Pre-Readings: Verifiable Attestations

It is important to note that proofs / attestations are just cryptographic signatures. If a malicious party gets the signature, the signature will still be valid. Thus, it is important to protect against replay attacks.

With BitBadges attestations, we aim to leverage our authentication flow (Sign In with BitBadges) to be used in conjunction with proof verification. The authentication flow natively has protective measures against replay attacks, time windows for verification, and more. For a credential / attestation to be valid, the holder must present a) proof of the credential AND b) proof of address ownership via Blockin.

Note that attestations are stored by BitBadges. For a user to generate a proof for attestations stored in their account, they have two options.

Sign-In with BitBadges

If you are implementing Sign In with BitBadges (this is a popup window that redirects the user to BitBadges and passes the important sign-in details back to the site) or Authentication QR codes, you can pass the expectAttestationsPresentations variable to the URL query request for your sign-in. This lets the user know that they should attach proofs to their request. You will receive the proofs back in attestationsPresentations.

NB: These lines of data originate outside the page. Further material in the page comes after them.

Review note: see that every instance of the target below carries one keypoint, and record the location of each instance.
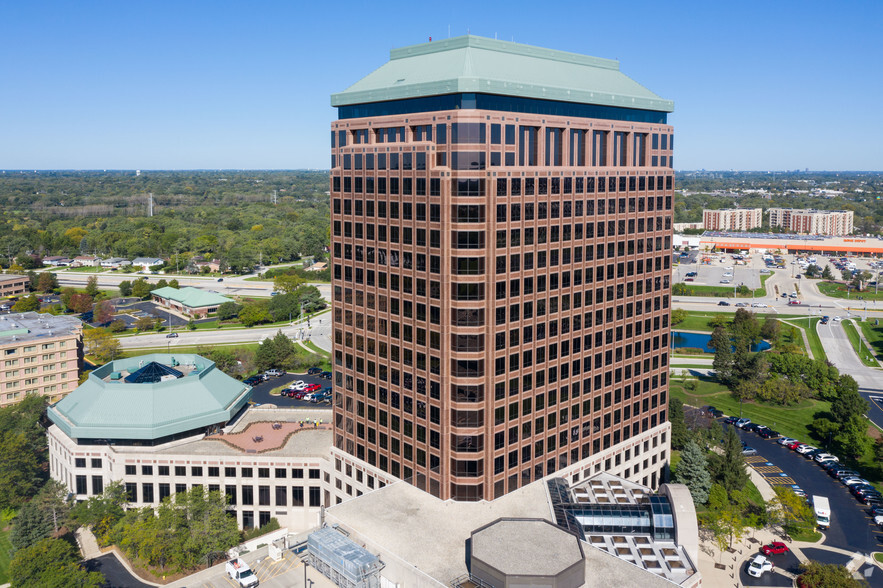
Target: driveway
(260, 394)
(116, 575)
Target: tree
(254, 314)
(274, 352)
(814, 574)
(692, 471)
(732, 473)
(103, 312)
(679, 433)
(141, 288)
(144, 323)
(26, 304)
(723, 353)
(51, 562)
(47, 282)
(20, 470)
(678, 315)
(853, 437)
(92, 286)
(771, 329)
(287, 283)
(80, 303)
(101, 344)
(228, 310)
(848, 404)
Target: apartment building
(41, 354)
(813, 222)
(501, 238)
(14, 285)
(732, 219)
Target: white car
(822, 457)
(758, 565)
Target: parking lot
(260, 394)
(852, 526)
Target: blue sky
(191, 84)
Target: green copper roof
(115, 409)
(480, 65)
(191, 297)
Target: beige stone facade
(40, 354)
(732, 219)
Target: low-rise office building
(14, 285)
(190, 301)
(41, 354)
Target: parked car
(775, 548)
(758, 565)
(820, 457)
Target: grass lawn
(859, 345)
(809, 536)
(839, 290)
(874, 334)
(791, 421)
(5, 548)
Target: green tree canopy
(51, 563)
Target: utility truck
(240, 573)
(823, 511)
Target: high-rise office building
(501, 242)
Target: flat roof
(33, 326)
(472, 64)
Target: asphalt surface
(260, 394)
(852, 527)
(115, 574)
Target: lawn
(858, 345)
(874, 334)
(791, 421)
(5, 548)
(839, 290)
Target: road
(319, 333)
(231, 286)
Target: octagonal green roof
(482, 65)
(106, 406)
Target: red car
(775, 548)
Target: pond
(701, 340)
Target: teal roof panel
(103, 408)
(479, 65)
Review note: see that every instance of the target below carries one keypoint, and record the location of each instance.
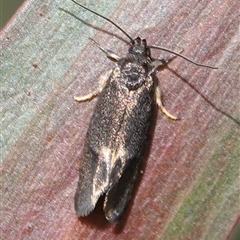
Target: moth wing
(93, 181)
(119, 195)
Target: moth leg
(110, 54)
(160, 104)
(91, 95)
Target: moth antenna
(107, 19)
(182, 56)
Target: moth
(119, 128)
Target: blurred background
(7, 9)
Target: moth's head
(139, 47)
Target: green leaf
(190, 183)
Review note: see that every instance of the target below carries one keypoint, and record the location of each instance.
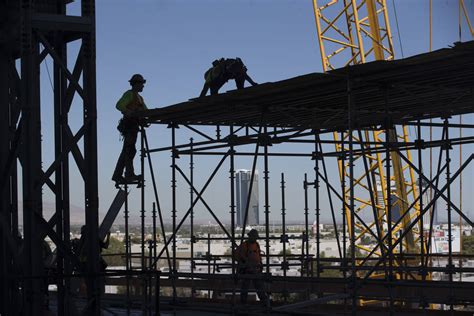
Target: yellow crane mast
(353, 32)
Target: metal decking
(436, 84)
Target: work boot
(132, 178)
(118, 178)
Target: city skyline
(242, 186)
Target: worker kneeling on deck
(250, 264)
(224, 70)
(130, 102)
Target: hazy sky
(172, 43)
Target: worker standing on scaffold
(130, 102)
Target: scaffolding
(304, 110)
(374, 97)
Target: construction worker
(130, 102)
(250, 264)
(223, 70)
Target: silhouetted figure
(224, 70)
(250, 263)
(130, 102)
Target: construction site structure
(351, 102)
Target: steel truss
(387, 274)
(32, 32)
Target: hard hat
(253, 233)
(137, 78)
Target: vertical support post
(420, 185)
(173, 201)
(128, 267)
(90, 158)
(388, 203)
(266, 177)
(351, 112)
(317, 208)
(344, 217)
(306, 209)
(62, 173)
(153, 214)
(33, 302)
(284, 237)
(191, 218)
(142, 217)
(232, 207)
(447, 147)
(209, 258)
(6, 264)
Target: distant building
(242, 186)
(432, 212)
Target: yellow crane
(353, 32)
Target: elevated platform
(436, 84)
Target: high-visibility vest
(131, 101)
(248, 255)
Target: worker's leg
(260, 288)
(214, 89)
(118, 173)
(244, 291)
(130, 138)
(204, 90)
(239, 82)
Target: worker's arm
(204, 90)
(247, 77)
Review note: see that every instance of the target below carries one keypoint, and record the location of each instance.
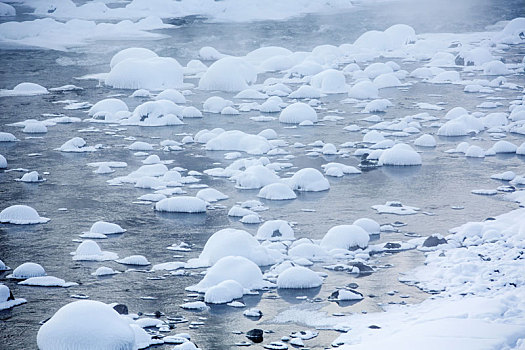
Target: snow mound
(25, 89)
(235, 140)
(277, 191)
(155, 73)
(21, 215)
(138, 260)
(400, 155)
(298, 277)
(28, 270)
(297, 113)
(90, 251)
(76, 145)
(224, 292)
(345, 237)
(232, 242)
(182, 204)
(86, 324)
(275, 230)
(211, 195)
(228, 74)
(236, 268)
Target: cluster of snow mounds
(232, 242)
(136, 68)
(86, 324)
(228, 74)
(236, 140)
(182, 204)
(236, 268)
(21, 215)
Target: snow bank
(182, 204)
(275, 230)
(21, 215)
(156, 73)
(86, 324)
(276, 192)
(298, 277)
(297, 113)
(345, 237)
(232, 242)
(236, 268)
(308, 180)
(25, 89)
(228, 74)
(401, 155)
(235, 140)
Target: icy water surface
(441, 187)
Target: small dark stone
(391, 245)
(121, 309)
(433, 241)
(255, 335)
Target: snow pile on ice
(297, 113)
(345, 237)
(228, 74)
(154, 73)
(298, 277)
(236, 268)
(25, 89)
(86, 324)
(235, 140)
(308, 180)
(28, 270)
(276, 192)
(76, 145)
(232, 242)
(90, 251)
(275, 230)
(401, 155)
(224, 292)
(7, 299)
(21, 215)
(182, 204)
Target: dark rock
(391, 245)
(121, 309)
(433, 241)
(255, 335)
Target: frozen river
(441, 187)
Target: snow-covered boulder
(21, 215)
(308, 180)
(236, 268)
(277, 191)
(86, 324)
(232, 242)
(400, 155)
(228, 74)
(155, 73)
(182, 204)
(297, 113)
(275, 230)
(298, 277)
(345, 237)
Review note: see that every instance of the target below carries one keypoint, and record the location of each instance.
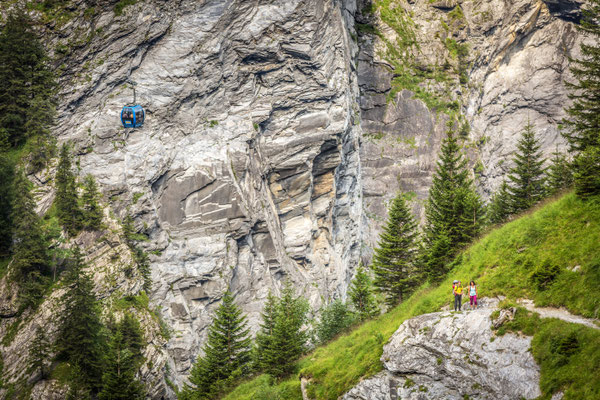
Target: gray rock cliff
(276, 132)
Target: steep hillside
(276, 131)
(564, 233)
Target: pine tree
(124, 358)
(92, 212)
(361, 294)
(7, 173)
(560, 175)
(395, 258)
(226, 352)
(454, 211)
(288, 341)
(583, 122)
(500, 205)
(31, 263)
(39, 352)
(264, 337)
(335, 318)
(27, 84)
(67, 199)
(527, 175)
(80, 340)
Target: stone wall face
(275, 135)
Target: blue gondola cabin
(132, 116)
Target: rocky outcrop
(497, 63)
(246, 173)
(447, 355)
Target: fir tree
(583, 122)
(26, 81)
(335, 318)
(288, 341)
(124, 358)
(454, 211)
(92, 212)
(500, 205)
(361, 295)
(31, 263)
(560, 175)
(67, 199)
(395, 258)
(264, 337)
(226, 352)
(39, 352)
(527, 175)
(7, 173)
(80, 340)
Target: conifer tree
(264, 337)
(560, 175)
(395, 258)
(361, 295)
(335, 318)
(527, 176)
(226, 352)
(80, 340)
(67, 199)
(500, 205)
(39, 352)
(26, 81)
(124, 358)
(6, 202)
(92, 212)
(288, 341)
(583, 122)
(31, 263)
(454, 211)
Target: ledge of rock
(447, 355)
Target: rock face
(448, 355)
(498, 63)
(272, 143)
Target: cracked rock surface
(447, 355)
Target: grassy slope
(565, 232)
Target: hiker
(457, 290)
(473, 294)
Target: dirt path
(560, 313)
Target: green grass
(568, 354)
(566, 231)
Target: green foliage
(124, 359)
(361, 295)
(281, 339)
(500, 207)
(31, 263)
(527, 176)
(583, 122)
(395, 258)
(454, 211)
(67, 198)
(566, 231)
(7, 172)
(120, 6)
(560, 175)
(226, 353)
(26, 81)
(544, 275)
(80, 341)
(39, 353)
(92, 212)
(335, 319)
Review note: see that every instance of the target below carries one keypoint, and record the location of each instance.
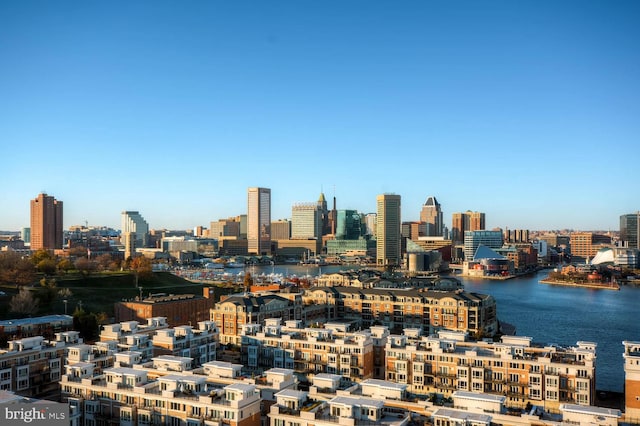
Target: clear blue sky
(528, 111)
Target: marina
(549, 314)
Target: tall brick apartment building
(178, 309)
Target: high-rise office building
(388, 239)
(431, 214)
(280, 230)
(259, 221)
(25, 235)
(306, 221)
(474, 239)
(349, 225)
(133, 223)
(467, 221)
(630, 229)
(46, 223)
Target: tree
(65, 265)
(47, 266)
(78, 251)
(41, 255)
(86, 323)
(15, 270)
(47, 292)
(104, 260)
(248, 281)
(85, 266)
(23, 303)
(141, 267)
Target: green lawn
(99, 292)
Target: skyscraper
(133, 223)
(431, 214)
(46, 223)
(467, 221)
(388, 240)
(306, 221)
(630, 229)
(259, 221)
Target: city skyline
(526, 112)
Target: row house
(83, 386)
(307, 350)
(32, 366)
(46, 326)
(398, 309)
(133, 336)
(233, 312)
(198, 343)
(100, 354)
(463, 408)
(296, 407)
(130, 397)
(524, 373)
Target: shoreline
(603, 286)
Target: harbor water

You can also attach the onlyProofs variable to not require any signature from the user (just proofs).

Self-Implementations

Self-implementations are tricky because a presentation has to be generated by the user, and you (the verifier) cannot do this for them. You really only have a couple options. This is why we recommend utilizing attestation presentations in combination with SIWBB.

1. Users can navigate to their saved attestations and copy/paste the generated proof and provide it manually. Or, they can use https://bitbadges.io/attestations/genproof.

2. Implement your own solutions. Attestations are just signatures, so you may be able to store / host / verify them yourselves.

Extensions

With self-implementations, you may also choose to extend presentations with additional logic, such as wrapping a zero-knowledge proof around the presentation of standard signatures (Bitcoin, Eth, Solana, Cosmos) to only selectively disclose what you want to like we do with BBS+.